The VLM remains frozen throughout. All training can be completed on a single RTX 4090.

Key Experimental Results¶

Main Results (CODA-LM GPT Score)¶

Model	Barrier↑	Cone↑	Vehicle↑	All↑
LLaVA-1.5-7B	39.3	54.5	48.9	46.5
LLaVA-1.5-7B + Ours	68.3	84.9	73.0	72.8
Qwen2.5-VL-7B	70.9	84.9	66.5	67.9
Qwen2.5-VL-7B + Ours	79.8	91.7	71.0	75.4
InternVL3-8B	59.7	73.3	66.9	65.4
InternVL3-8B + Ours	76.4	85.8	73.8	74.2

Ablation Study¶

Configuration	All↑	Note
LLaVA-1.5-7B baseline	46.5	No enhancement
+ Text prompt only	56.2	Prompt is helpful but insufficient
+ Visual enhancement only	65.8	Visual enhancement contributes more
+ Visual enhancement + Text prompt	72.8	Best with both components

Key Findings¶

LLaVA-1.5-7B improves by 26.3 points (46.5→72.8), a remarkably large gain.
Generalizes across models: effective for LLaVA, Qwen2.5-VL, and InternVL3.
Visual enhancement contributes more than text prompt injection, but the two are complementary.
Requires only a single RTX 4090 and minimal training data (CODA-LM, tens of thousands of QA pairs).
The largest gain is on the Barrier category (39.3→68.3), a prototypical rare object class.

Highlights & Insights¶

Dual utility of multimodal class embeddings: The same set of class embeddings serves both as visual refinement anchors (keys and values in cross-attention) and as object detectors (similarity matching), achieving two goals simultaneously.
Efficient frozen-VLM paradigm: Only a lightweight cross-attention adapter and class embeddings are trained, achieving substantial improvements without modifying any VLM parameters — highly valuable for deploying existing large models.
Attention visualization analysis: Directly demonstrates insufficient attention to rare objects in intermediate VLM layers, providing clear motivation for the proposed method.

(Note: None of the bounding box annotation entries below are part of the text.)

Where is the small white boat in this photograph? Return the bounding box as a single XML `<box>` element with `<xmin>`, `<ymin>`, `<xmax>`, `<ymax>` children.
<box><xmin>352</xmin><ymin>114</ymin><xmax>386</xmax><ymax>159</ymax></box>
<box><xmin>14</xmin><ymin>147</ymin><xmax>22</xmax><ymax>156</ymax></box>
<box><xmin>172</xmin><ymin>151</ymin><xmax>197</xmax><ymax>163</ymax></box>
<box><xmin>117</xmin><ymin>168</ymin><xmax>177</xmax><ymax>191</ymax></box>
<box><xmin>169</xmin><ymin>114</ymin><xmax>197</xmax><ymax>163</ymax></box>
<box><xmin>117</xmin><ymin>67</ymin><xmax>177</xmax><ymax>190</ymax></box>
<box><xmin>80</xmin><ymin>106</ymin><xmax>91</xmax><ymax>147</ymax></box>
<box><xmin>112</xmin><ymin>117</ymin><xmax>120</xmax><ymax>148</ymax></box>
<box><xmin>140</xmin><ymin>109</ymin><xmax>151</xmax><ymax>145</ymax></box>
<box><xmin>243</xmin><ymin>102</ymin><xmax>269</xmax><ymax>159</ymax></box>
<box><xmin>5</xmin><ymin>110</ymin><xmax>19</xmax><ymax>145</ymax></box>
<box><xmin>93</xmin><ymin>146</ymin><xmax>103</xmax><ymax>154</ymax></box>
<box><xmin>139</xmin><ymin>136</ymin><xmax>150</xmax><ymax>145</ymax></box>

Limitations & Future Work¶

Requires a predefined set of rare categories; cannot handle entirely unseen categories at test time.
The number of class embeddings is bounded by the number of rare categories \(C\); very large-scale category sets would require architectural adjustments.
Top-\(k\) detection may introduce false positives, generating incorrect text prompts that mislead reasoning.
Performance gains on GeoBench-VLM (satellite imagery) are weaker than on CODA-LM, indicating remaining challenges under extremely scarce data.

vs. VLM internal feature supervision methods (LLaVA-Grounding): These methods align all visual tokens with VFM features without targeting rare objects; the proposed method uses class embeddings for object-level refinement, achieving greater precision and efficiency.
vs. Retrieval-Augmented Learning (RAL): RAL retrieves from large-scale external data and fine-tunes the VLM, incurring high computational cost and risk of forgetting; the proposed method requires neither large-scale data nor VLM fine-tuning.

Rating¶

Novelty: ⭐⭐⭐⭐ The dual-purpose design of multimodal class embeddings is elegant.
Experimental Thoroughness: ⭐⭐⭐⭐ Multi-model validation with attention visualization analysis.
Writing Quality: ⭐⭐⭐⭐ Motivation is clear and figures are intuitive.
Value: ⭐⭐⭐⭐ A practical solution for rare object understanding.